Le point de départ : une agression d'une rare violence
L'affaire trouve son origine le 4 février dernier sur la route de Turin, un axe important de Nice. Ce jour-là, un homme déjà connu des services de police pour son implication dans le trafic de stupéfiants est pris pour cible par trois individus cagoulés et armés.
La victime subit une agression qualifiée de "très violente", recevant de multiples coups de crosse. Lors de son audition, bien qu'il évoque un possible différend d'ordre privé, il ne fournit aucun nom, laissant les enquêteurs face à un mur de silence. Une enquête est alors ouverte pour tentative d'homicide.
Un climat de tensions croissantes
Cette agression s'inscrit dans un contexte de violence accrue dans certains quartiers de la ville. Les règlements de comptes liés au contrôle des points de deal sont une préoccupation majeure pour les forces de l'ordre, qui redoutent une escalade des conflits entre bandes rivales.
L'enquête s'accélère sur fond de narcobanditisme
Malgré le peu d'informations fournies par la victime, les enquêteurs du SIPJ 06 ne tardent pas à progresser. Grâce à des investigations techniques poussées, notamment l'analyse de données téléphoniques, ils identifient deux suspects potentiels. Ces derniers, également connus pour trafic de drogue, semblent avoir quitté Nice de manière précipitée juste après les faits.
La situation prend une tournure encore plus sombre le 17 février.
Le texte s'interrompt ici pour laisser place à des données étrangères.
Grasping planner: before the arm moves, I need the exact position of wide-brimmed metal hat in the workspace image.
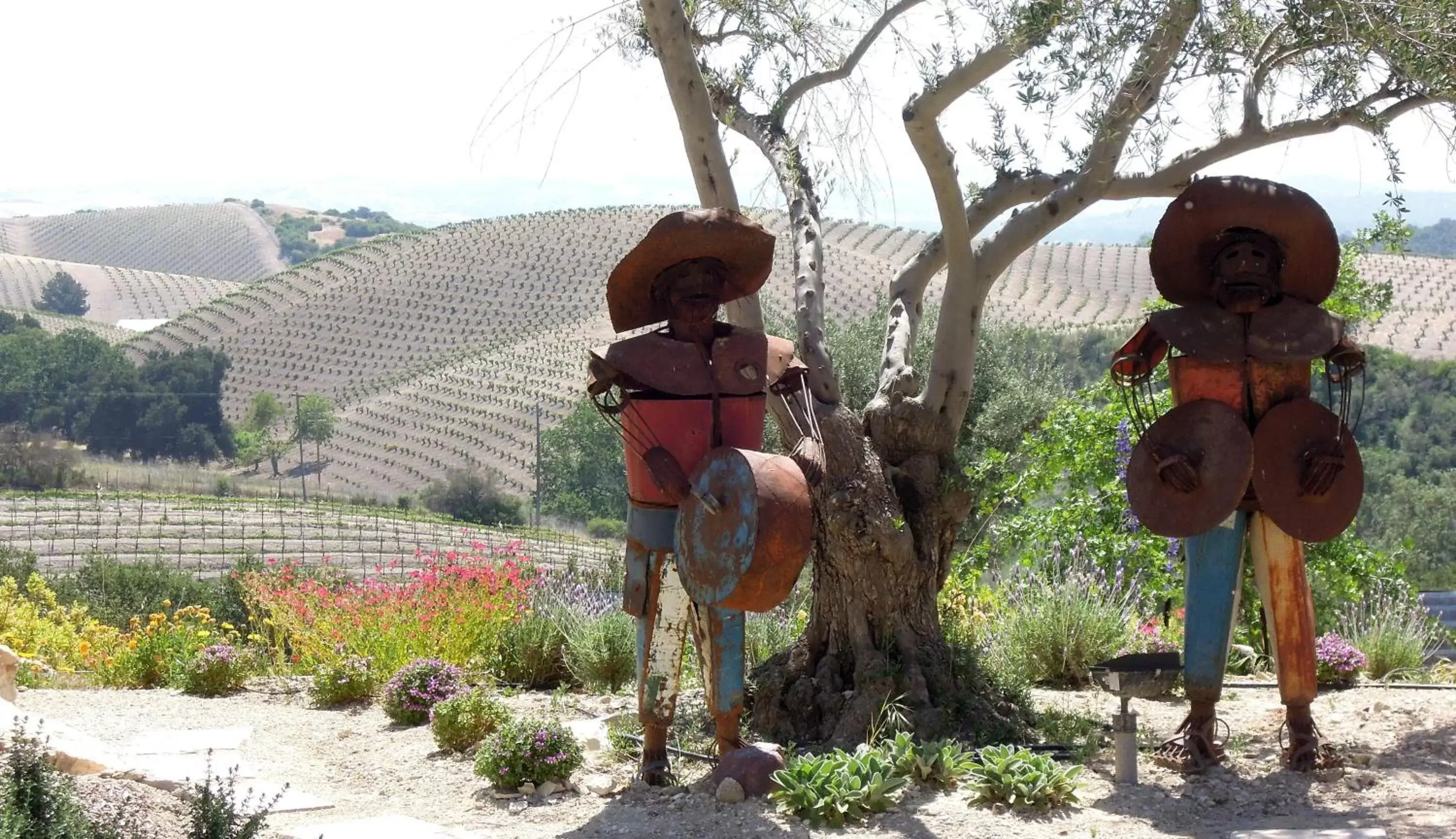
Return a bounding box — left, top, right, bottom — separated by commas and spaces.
1150, 176, 1340, 306
607, 208, 773, 332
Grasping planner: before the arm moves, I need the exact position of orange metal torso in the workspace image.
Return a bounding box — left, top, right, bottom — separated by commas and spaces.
622, 393, 767, 507
1168, 355, 1309, 430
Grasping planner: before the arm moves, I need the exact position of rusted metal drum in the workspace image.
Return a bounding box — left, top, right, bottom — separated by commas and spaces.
1254, 399, 1364, 542
677, 446, 814, 612
622, 393, 766, 507
1127, 399, 1254, 539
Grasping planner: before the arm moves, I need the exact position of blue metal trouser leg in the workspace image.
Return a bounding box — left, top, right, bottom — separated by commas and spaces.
1184, 511, 1249, 705
693, 603, 744, 755
623, 504, 690, 734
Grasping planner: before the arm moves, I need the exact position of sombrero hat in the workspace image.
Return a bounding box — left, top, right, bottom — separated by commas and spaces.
607, 208, 775, 332
1150, 176, 1340, 306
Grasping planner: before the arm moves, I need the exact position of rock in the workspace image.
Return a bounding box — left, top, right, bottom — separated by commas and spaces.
0, 644, 20, 702
581, 775, 617, 798
712, 743, 783, 797
0, 699, 130, 775
718, 778, 744, 804
566, 717, 612, 752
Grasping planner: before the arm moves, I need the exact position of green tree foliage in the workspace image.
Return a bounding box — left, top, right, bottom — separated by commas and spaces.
419, 469, 526, 524
35, 271, 90, 315
540, 399, 628, 523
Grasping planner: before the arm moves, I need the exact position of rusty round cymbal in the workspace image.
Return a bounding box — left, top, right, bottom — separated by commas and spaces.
1254, 399, 1364, 542
1127, 399, 1254, 539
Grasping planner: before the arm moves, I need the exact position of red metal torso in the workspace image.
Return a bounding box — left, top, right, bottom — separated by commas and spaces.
1168, 355, 1309, 430
622, 393, 767, 507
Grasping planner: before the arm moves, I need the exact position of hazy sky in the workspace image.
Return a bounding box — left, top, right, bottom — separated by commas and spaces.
0, 0, 1456, 224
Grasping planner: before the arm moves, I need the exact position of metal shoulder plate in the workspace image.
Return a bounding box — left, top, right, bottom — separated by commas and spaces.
1249, 297, 1345, 361
593, 328, 794, 396
1147, 304, 1245, 361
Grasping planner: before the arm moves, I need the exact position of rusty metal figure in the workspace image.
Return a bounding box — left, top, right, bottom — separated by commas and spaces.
1112, 178, 1364, 772
587, 210, 824, 785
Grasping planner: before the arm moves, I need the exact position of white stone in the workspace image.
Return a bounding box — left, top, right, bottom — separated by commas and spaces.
0, 644, 20, 702
1229, 827, 1385, 839
581, 775, 617, 798
0, 699, 128, 775
282, 814, 485, 839
566, 717, 612, 752
127, 725, 253, 755
718, 778, 744, 804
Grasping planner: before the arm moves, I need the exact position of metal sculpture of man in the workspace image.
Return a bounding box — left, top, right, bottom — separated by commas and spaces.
1112, 178, 1364, 772
587, 210, 824, 785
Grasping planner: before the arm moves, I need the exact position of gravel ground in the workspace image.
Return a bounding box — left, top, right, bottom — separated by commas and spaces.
19, 688, 1456, 839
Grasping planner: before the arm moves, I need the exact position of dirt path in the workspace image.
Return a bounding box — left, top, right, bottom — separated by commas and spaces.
19, 688, 1456, 839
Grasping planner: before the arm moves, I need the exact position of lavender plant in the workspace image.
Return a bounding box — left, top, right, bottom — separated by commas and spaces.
987, 539, 1137, 685
309, 655, 379, 708
384, 658, 463, 725
1315, 632, 1366, 688
1338, 583, 1439, 679
475, 720, 582, 789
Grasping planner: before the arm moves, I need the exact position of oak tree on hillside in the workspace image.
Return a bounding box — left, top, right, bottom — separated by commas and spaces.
616, 0, 1456, 741
35, 271, 90, 316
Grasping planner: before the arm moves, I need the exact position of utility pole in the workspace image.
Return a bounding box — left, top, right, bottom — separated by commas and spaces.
293, 393, 309, 504
536, 399, 542, 527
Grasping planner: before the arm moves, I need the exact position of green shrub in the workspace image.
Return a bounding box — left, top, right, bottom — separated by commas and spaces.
987, 554, 1133, 685
587, 519, 628, 540
1338, 586, 1440, 679
54, 554, 217, 626
553, 609, 636, 693
494, 612, 571, 690
384, 658, 463, 725
186, 759, 288, 839
769, 746, 910, 827
0, 720, 93, 839
967, 746, 1083, 810
475, 720, 582, 789
430, 690, 511, 752
182, 644, 249, 696
309, 655, 379, 708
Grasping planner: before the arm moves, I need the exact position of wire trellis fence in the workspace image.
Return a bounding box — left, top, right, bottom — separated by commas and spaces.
0, 494, 622, 577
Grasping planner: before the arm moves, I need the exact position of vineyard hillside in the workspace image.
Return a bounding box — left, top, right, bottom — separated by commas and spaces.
119, 207, 1456, 495
0, 201, 284, 281
0, 253, 239, 326
0, 306, 137, 344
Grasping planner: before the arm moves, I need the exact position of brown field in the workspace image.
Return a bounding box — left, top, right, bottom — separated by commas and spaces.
0, 202, 284, 281
0, 253, 239, 326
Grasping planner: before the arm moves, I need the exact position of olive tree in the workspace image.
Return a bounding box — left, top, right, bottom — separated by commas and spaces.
613, 0, 1456, 741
Un homme de 42 ans est assassiné par balles dans le quartier sensible des Liserons. Bien que la victime de cet homicide ne paraisse pas directement liée à l'agression de la route de Turin, le parquet n'exclut pas un lien entre les deux événements, suggérant une possible vague de représailles.
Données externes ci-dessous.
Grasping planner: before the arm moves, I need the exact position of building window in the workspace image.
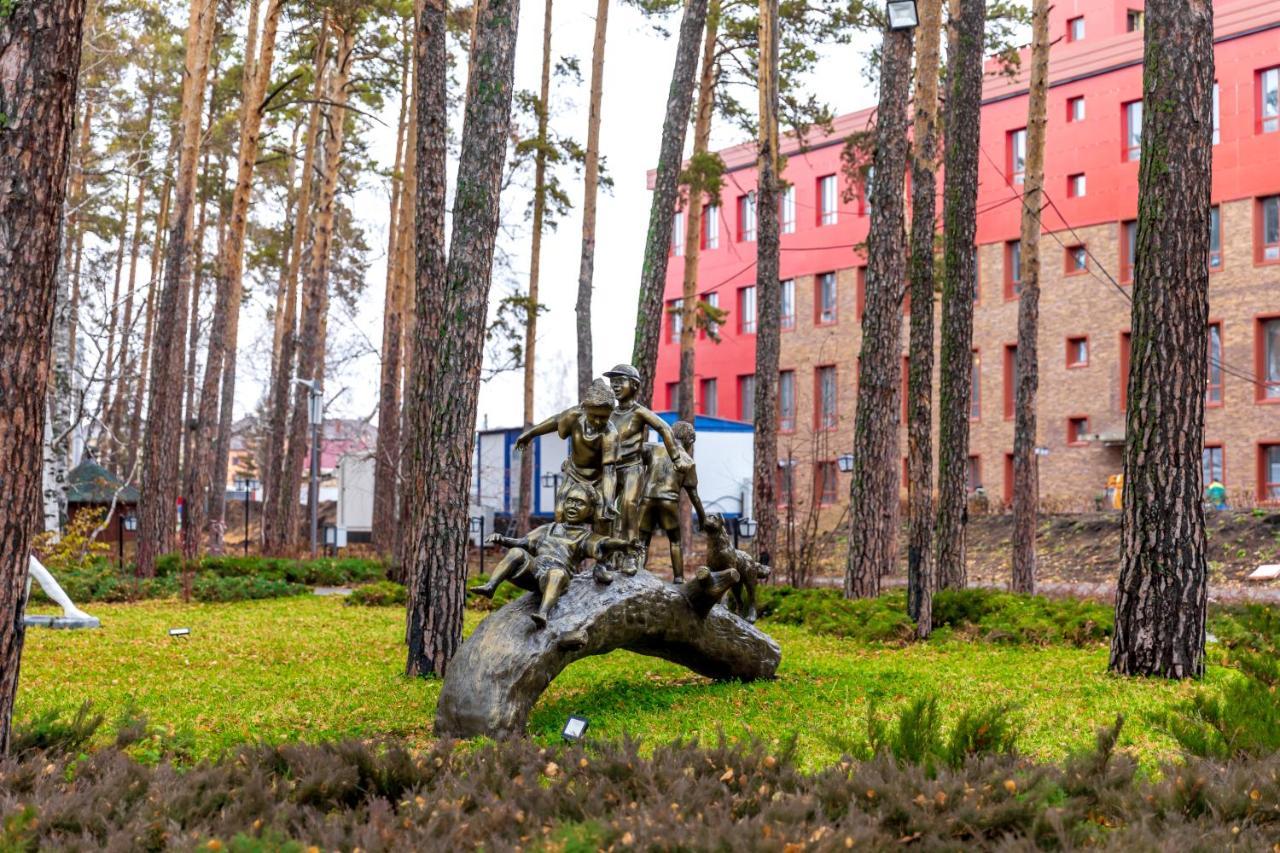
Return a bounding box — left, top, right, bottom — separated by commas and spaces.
1120, 219, 1138, 282
1066, 415, 1089, 447
1201, 444, 1226, 489
778, 370, 796, 433
1257, 316, 1280, 402
1258, 444, 1280, 501
1120, 332, 1133, 411
818, 174, 838, 225
1066, 246, 1089, 275
1213, 83, 1222, 145
1204, 323, 1222, 406
1066, 336, 1089, 368
814, 273, 836, 325
737, 192, 755, 243
814, 365, 838, 429
965, 456, 982, 494
737, 284, 755, 334
1004, 343, 1018, 420
703, 205, 719, 248
1208, 205, 1222, 272
701, 291, 719, 339
813, 462, 837, 505
1258, 196, 1280, 261
1124, 101, 1142, 160
1005, 240, 1023, 300
1009, 128, 1027, 184
969, 350, 982, 420
698, 379, 719, 418
1258, 65, 1280, 133
737, 373, 755, 423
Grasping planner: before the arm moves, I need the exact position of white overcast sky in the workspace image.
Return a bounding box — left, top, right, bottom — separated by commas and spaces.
237, 0, 878, 427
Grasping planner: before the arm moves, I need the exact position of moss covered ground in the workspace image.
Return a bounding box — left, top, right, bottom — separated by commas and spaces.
17, 597, 1228, 768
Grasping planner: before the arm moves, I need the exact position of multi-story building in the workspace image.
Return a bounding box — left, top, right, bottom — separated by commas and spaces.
654, 0, 1280, 510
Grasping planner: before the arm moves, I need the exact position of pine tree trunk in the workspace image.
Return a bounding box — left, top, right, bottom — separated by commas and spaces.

Face à cette escalade, la Brigade de Recherche et d'Intervention (BRI) de Nice a été mobilisée pour mettre en place une surveillance discrète mais intensive des suspects identifiés.
Une intervention décisive pour éviter un nouveau drame
Sous l'œil des policiers de la BRI, le groupe suspect commence à se réorganiser. Les enquêteurs observent des comportements qui les alertent sur l'imminence d'une nouvelle action violente. Un des suspects principaux revient à Nice et le groupe se retrouve dans un appartement qui sert de base opérationnelle.
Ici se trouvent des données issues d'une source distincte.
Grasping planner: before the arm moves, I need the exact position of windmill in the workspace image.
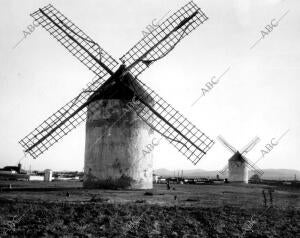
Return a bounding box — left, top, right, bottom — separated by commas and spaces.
19, 2, 214, 189
218, 136, 264, 183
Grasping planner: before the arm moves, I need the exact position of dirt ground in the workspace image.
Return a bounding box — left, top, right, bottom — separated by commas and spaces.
0, 182, 300, 238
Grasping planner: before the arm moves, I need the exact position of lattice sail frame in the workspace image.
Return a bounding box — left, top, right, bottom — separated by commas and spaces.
31, 4, 119, 78
19, 2, 214, 164
123, 75, 214, 164
120, 1, 208, 76
19, 78, 106, 158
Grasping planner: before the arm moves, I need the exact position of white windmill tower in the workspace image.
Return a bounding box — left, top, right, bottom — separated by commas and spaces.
218, 136, 263, 183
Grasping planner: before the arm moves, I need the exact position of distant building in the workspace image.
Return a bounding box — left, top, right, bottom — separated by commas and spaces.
0, 163, 26, 174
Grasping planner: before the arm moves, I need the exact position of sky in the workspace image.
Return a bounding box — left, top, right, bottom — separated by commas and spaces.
0, 0, 300, 171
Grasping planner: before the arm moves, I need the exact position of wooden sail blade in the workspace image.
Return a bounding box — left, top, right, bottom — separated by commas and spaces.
19, 75, 108, 158
241, 136, 260, 155
31, 4, 118, 78
218, 135, 237, 153
123, 74, 214, 164
120, 2, 208, 76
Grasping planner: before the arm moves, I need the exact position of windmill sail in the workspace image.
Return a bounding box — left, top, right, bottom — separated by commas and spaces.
19, 75, 109, 158
242, 155, 264, 176
19, 4, 122, 158
218, 136, 237, 153
241, 136, 260, 155
31, 4, 119, 78
121, 74, 214, 164
120, 2, 208, 76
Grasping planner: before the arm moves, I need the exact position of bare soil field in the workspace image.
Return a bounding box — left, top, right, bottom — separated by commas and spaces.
0, 181, 300, 238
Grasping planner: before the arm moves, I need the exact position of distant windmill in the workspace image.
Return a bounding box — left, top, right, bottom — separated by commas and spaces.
19, 2, 214, 189
218, 136, 264, 183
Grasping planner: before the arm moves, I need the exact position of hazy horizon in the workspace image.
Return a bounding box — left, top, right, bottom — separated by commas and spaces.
0, 0, 300, 171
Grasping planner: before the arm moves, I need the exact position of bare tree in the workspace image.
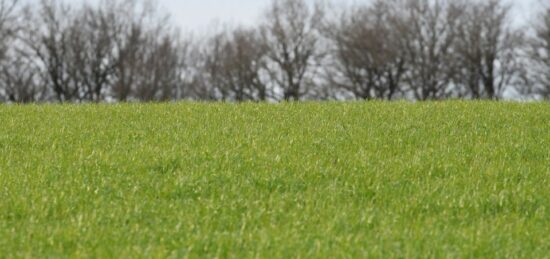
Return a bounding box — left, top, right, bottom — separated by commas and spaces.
456, 0, 523, 99
0, 0, 25, 101
327, 0, 406, 100
393, 0, 464, 100
22, 0, 83, 102
261, 0, 324, 101
528, 5, 550, 100
112, 1, 188, 101
195, 28, 271, 102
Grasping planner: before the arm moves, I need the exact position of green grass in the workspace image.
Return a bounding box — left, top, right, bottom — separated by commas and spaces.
0, 102, 550, 258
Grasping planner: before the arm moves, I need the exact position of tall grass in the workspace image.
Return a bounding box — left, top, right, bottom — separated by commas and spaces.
0, 102, 550, 258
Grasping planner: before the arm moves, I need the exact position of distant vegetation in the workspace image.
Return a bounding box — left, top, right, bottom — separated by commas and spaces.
0, 0, 550, 103
0, 102, 550, 258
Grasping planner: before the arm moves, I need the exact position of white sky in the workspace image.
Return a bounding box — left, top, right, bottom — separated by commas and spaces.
30, 0, 549, 32
160, 0, 548, 31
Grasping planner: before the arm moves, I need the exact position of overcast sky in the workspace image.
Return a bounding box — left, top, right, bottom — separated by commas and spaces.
34, 0, 549, 32
154, 0, 548, 30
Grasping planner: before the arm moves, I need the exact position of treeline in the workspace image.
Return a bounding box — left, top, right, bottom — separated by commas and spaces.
0, 0, 550, 103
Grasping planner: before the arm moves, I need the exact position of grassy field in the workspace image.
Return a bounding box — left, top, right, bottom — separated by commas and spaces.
0, 102, 550, 258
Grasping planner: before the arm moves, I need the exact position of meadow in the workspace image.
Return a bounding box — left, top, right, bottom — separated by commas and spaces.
0, 102, 550, 258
Les surveillances révèlent également l'achat de tenues sombres, similaires à celles utilisées par des commandos, renforçant la crainte d'un passage à l'acte imminent. Face à ce risque élevé, le pôle spécialisé du parquet de Nice décide d'agir sans délai et ouvre une procédure pour association de malfaiteurs.
Un arsenal découvert
L'assaut a été donné le 19 février par la BRI 06, avec l'appui de l'antenne locale du RAID. Lors de la perquisition de l'appartement, les forces de l'ordre ont fait une découverte significative :
- Un fusil d'assaut de type USM 1, calibre 30.
- Des munitions correspondantes.
- Plusieurs tenues noires de type commando.
Cinq mises en examen et une incarcération générale
Au total, cinq personnes ont été interpellées lors de cette opération. Placées en garde à vue, certaines d'entre elles ont fini par faire des aveux partiels concernant leur implication dans les faits qui leur sont reprochés.
À l'issue de leur garde à vue, les cinq suspects ont été présentés à un juge d'instruction. Ils ont été mis en examen pour des chefs d'accusation graves, notamment tentative d'homicide en bande organisée et association de malfaiteurs en vue de la préparation d'un crime.
Suite à leur présentation devant le juge des libertés et de la détention, une décision forte a été prise. Conformément aux réquisitions du parquet, les cinq individus ont tous été placés en détention provisoire, mettant un coup d'arrêt à leurs activités criminelles présumées.